Just like yesterday, the road is bad, the hills are high and the kids are quite terrible most of the time. At least the view now is rewarding to say the least – and green after some late-season rains the previous week.

It’s a Hallelujah moment when I pause for the first time above 1,500 meters. The cool air, the faint breeze, the leaves on the ground, the green trees, bushes and mountain slopes. Fresh Papaya for sale in a village.

For the first time in a long time I’m not even sweaty after a long ascent in midday sunshine. My shirt is no longer striped white by salt from sweat after a days riding, stiff like paper because of all the salt; or dirt brown from the sand attached to the sticky wet fabric.

In Ethiopia, the local food finally deserves to be mentioned as ‘culture’. Injera with spicy sauces. Coffee, tea, cappuccino, home-made biscuits, scrambled eggs, spaghetti, pizza and samosas.

The huge espresso machines – brought by the Italians during the occupation some seven decades ago and kept in shape in true African “conserve what we have”-spirit, become more and more frequent in towns as we get closer to main-town Gonder. Great coffee, in other words. I used my last grams of instant coffee that I’d carried from Egypt, and made space in my bag for fruits instead. Those, too, came with the vicinity of the main road to the capital. Despite a far distance of maybe 1,000 kilometers to the nearest fruit plantations, juices of guava, pineapple, mango, and avocado are dirt-cheap at about 50 US cent for a 30-40 centiliter glass. Thicker than Turkish yoghurt – truly delightful!

Stay the night at a hotel, 12 kilometers from Chilga (also Aiykel, Aykel, Chelga) at 2,146 meters altitude.

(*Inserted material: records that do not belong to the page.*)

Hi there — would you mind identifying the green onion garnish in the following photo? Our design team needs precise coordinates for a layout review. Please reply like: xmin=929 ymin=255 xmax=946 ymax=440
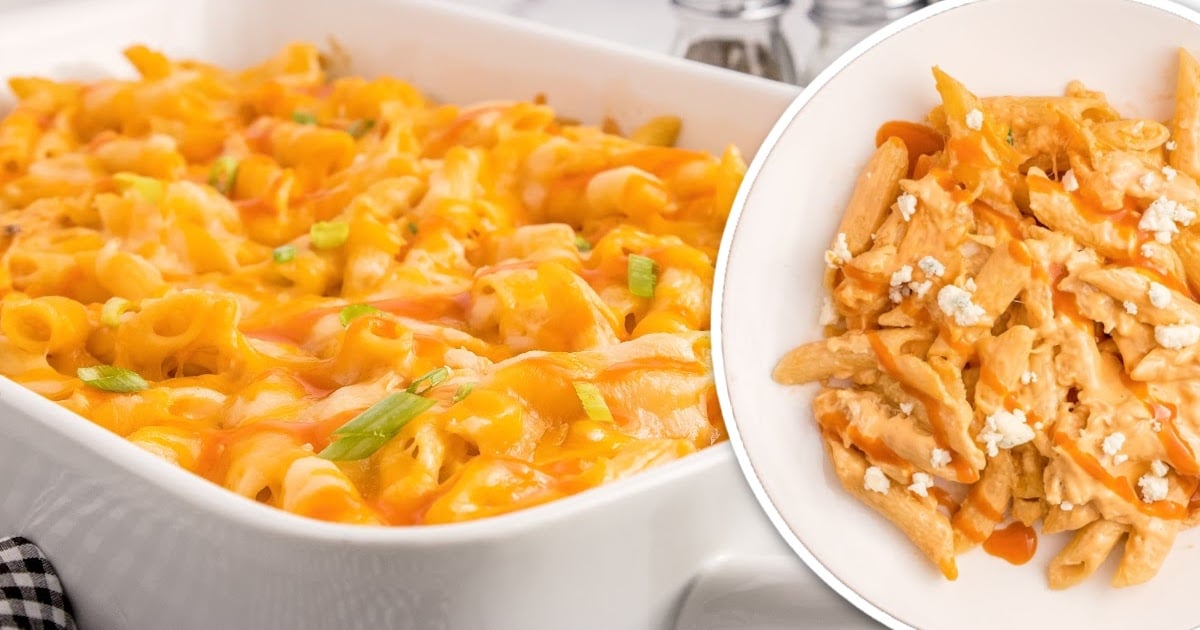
xmin=346 ymin=118 xmax=374 ymax=139
xmin=292 ymin=112 xmax=317 ymax=125
xmin=113 ymin=173 xmax=163 ymax=203
xmin=337 ymin=304 xmax=379 ymax=326
xmin=575 ymin=383 xmax=613 ymax=422
xmin=450 ymin=383 xmax=475 ymax=403
xmin=271 ymin=245 xmax=296 ymax=265
xmin=320 ymin=391 xmax=434 ymax=461
xmin=308 ymin=221 xmax=350 ymax=250
xmin=209 ymin=155 xmax=238 ymax=194
xmin=404 ymin=366 xmax=450 ymax=396
xmin=76 ymin=365 xmax=150 ymax=394
xmin=628 ymin=253 xmax=659 ymax=298
xmin=100 ymin=298 xmax=132 ymax=328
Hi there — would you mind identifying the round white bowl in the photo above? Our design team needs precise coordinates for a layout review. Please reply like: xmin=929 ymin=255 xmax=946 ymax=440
xmin=713 ymin=0 xmax=1200 ymax=629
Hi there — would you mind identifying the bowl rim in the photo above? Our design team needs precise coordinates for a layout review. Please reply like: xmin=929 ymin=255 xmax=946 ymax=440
xmin=0 ymin=0 xmax=797 ymax=548
xmin=712 ymin=0 xmax=1200 ymax=630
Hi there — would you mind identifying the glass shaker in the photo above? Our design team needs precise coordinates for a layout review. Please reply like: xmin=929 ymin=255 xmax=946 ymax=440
xmin=799 ymin=0 xmax=921 ymax=85
xmin=671 ymin=0 xmax=797 ymax=83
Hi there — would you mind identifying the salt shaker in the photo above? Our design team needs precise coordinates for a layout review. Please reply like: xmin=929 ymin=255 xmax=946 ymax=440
xmin=799 ymin=0 xmax=921 ymax=85
xmin=671 ymin=0 xmax=797 ymax=83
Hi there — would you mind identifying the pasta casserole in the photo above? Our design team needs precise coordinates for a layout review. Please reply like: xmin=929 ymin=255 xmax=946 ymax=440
xmin=0 ymin=43 xmax=745 ymax=526
xmin=774 ymin=52 xmax=1200 ymax=588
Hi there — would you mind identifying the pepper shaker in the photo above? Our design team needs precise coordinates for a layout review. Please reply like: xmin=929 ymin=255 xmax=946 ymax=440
xmin=799 ymin=0 xmax=936 ymax=85
xmin=671 ymin=0 xmax=797 ymax=83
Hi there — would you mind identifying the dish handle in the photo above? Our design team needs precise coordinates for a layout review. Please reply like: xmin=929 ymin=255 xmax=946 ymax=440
xmin=674 ymin=554 xmax=877 ymax=630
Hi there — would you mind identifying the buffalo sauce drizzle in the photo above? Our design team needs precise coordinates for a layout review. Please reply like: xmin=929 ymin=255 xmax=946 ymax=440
xmin=983 ymin=521 xmax=1038 ymax=564
xmin=866 ymin=332 xmax=979 ymax=484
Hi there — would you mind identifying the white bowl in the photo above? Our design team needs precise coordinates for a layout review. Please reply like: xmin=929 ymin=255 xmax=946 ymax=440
xmin=0 ymin=0 xmax=857 ymax=630
xmin=713 ymin=0 xmax=1200 ymax=629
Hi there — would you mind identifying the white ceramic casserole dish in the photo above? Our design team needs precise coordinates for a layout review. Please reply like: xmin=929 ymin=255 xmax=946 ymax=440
xmin=0 ymin=0 xmax=854 ymax=630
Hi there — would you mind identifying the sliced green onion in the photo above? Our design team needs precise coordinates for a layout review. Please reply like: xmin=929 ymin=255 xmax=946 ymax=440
xmin=337 ymin=304 xmax=379 ymax=326
xmin=292 ymin=112 xmax=317 ymax=125
xmin=209 ymin=155 xmax=238 ymax=194
xmin=113 ymin=173 xmax=164 ymax=204
xmin=450 ymin=383 xmax=475 ymax=403
xmin=406 ymin=366 xmax=450 ymax=396
xmin=628 ymin=253 xmax=659 ymax=298
xmin=320 ymin=391 xmax=434 ymax=461
xmin=76 ymin=365 xmax=150 ymax=394
xmin=308 ymin=221 xmax=350 ymax=250
xmin=575 ymin=383 xmax=613 ymax=422
xmin=271 ymin=245 xmax=296 ymax=264
xmin=100 ymin=298 xmax=133 ymax=328
xmin=346 ymin=118 xmax=374 ymax=139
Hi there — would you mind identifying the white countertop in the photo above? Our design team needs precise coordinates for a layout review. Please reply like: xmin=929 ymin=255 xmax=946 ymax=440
xmin=451 ymin=0 xmax=816 ymax=66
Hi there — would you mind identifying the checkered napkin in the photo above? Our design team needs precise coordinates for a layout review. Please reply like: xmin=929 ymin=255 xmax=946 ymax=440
xmin=0 ymin=536 xmax=76 ymax=630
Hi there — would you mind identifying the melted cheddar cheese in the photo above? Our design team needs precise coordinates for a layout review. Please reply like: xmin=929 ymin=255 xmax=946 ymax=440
xmin=0 ymin=44 xmax=745 ymax=526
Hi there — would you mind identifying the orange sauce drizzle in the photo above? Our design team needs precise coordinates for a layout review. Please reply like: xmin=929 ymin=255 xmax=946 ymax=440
xmin=866 ymin=332 xmax=979 ymax=484
xmin=875 ymin=120 xmax=946 ymax=174
xmin=1054 ymin=432 xmax=1188 ymax=520
xmin=983 ymin=521 xmax=1038 ymax=564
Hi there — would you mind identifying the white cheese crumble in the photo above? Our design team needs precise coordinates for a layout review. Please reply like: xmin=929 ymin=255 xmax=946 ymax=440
xmin=896 ymin=192 xmax=917 ymax=222
xmin=966 ymin=107 xmax=983 ymax=131
xmin=821 ymin=298 xmax=838 ymax=326
xmin=1062 ymin=168 xmax=1079 ymax=192
xmin=917 ymin=256 xmax=946 ymax=277
xmin=908 ymin=473 xmax=934 ymax=497
xmin=826 ymin=232 xmax=853 ymax=269
xmin=863 ymin=466 xmax=892 ymax=494
xmin=1100 ymin=431 xmax=1124 ymax=455
xmin=937 ymin=284 xmax=984 ymax=326
xmin=1154 ymin=324 xmax=1200 ymax=350
xmin=1138 ymin=197 xmax=1196 ymax=244
xmin=1138 ymin=473 xmax=1170 ymax=503
xmin=1147 ymin=281 xmax=1171 ymax=308
xmin=1150 ymin=460 xmax=1168 ymax=476
xmin=979 ymin=409 xmax=1033 ymax=457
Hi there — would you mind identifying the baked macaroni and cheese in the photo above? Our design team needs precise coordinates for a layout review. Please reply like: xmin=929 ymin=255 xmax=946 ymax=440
xmin=774 ymin=53 xmax=1200 ymax=588
xmin=0 ymin=43 xmax=745 ymax=526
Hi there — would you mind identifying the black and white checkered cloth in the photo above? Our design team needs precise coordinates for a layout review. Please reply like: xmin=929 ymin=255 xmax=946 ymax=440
xmin=0 ymin=536 xmax=77 ymax=630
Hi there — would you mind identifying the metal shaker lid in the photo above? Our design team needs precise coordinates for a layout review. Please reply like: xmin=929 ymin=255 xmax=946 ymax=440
xmin=809 ymin=0 xmax=926 ymax=24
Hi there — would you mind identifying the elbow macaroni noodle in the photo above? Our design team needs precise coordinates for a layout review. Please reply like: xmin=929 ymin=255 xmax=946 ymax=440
xmin=775 ymin=52 xmax=1200 ymax=588
xmin=0 ymin=43 xmax=745 ymax=526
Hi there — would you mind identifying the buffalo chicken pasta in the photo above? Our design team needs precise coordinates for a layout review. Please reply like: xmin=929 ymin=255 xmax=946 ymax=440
xmin=0 ymin=44 xmax=745 ymax=526
xmin=774 ymin=53 xmax=1200 ymax=588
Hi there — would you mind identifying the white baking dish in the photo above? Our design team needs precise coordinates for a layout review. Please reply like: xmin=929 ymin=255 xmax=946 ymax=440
xmin=0 ymin=0 xmax=844 ymax=630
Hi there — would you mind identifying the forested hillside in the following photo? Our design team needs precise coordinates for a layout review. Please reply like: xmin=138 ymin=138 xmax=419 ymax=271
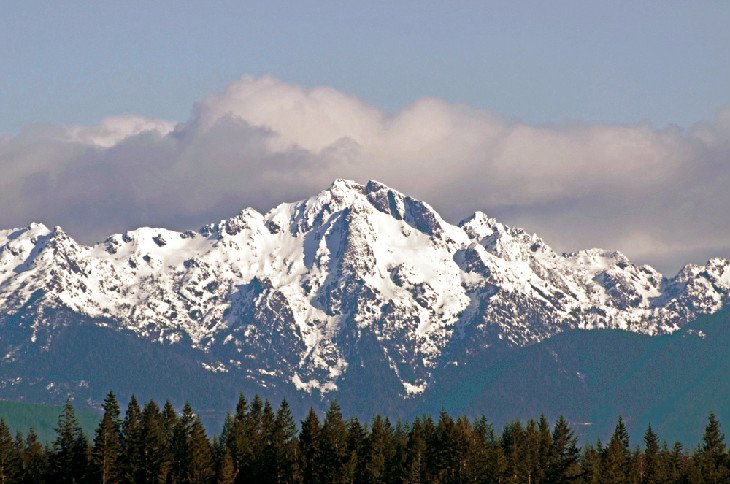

I’ve lost count of the number of times that I’ve loudly expressed the relief to myself of the cool climate and distant views of the Ethiopian highlands. For the first time since Turkey, my eyes have been able to gaze further afield than just a few kilometers. It’s been possible for me to strain myself up a strenuous gravel climb at midday yet still barely sweating. The temperature and the cool breeze has made me ecstatic at times. At night, at least one thick blanket is necessary to keep the cold away inside one of the stuffy, mud-walled, -floored, -roofed village hotels. Cozy!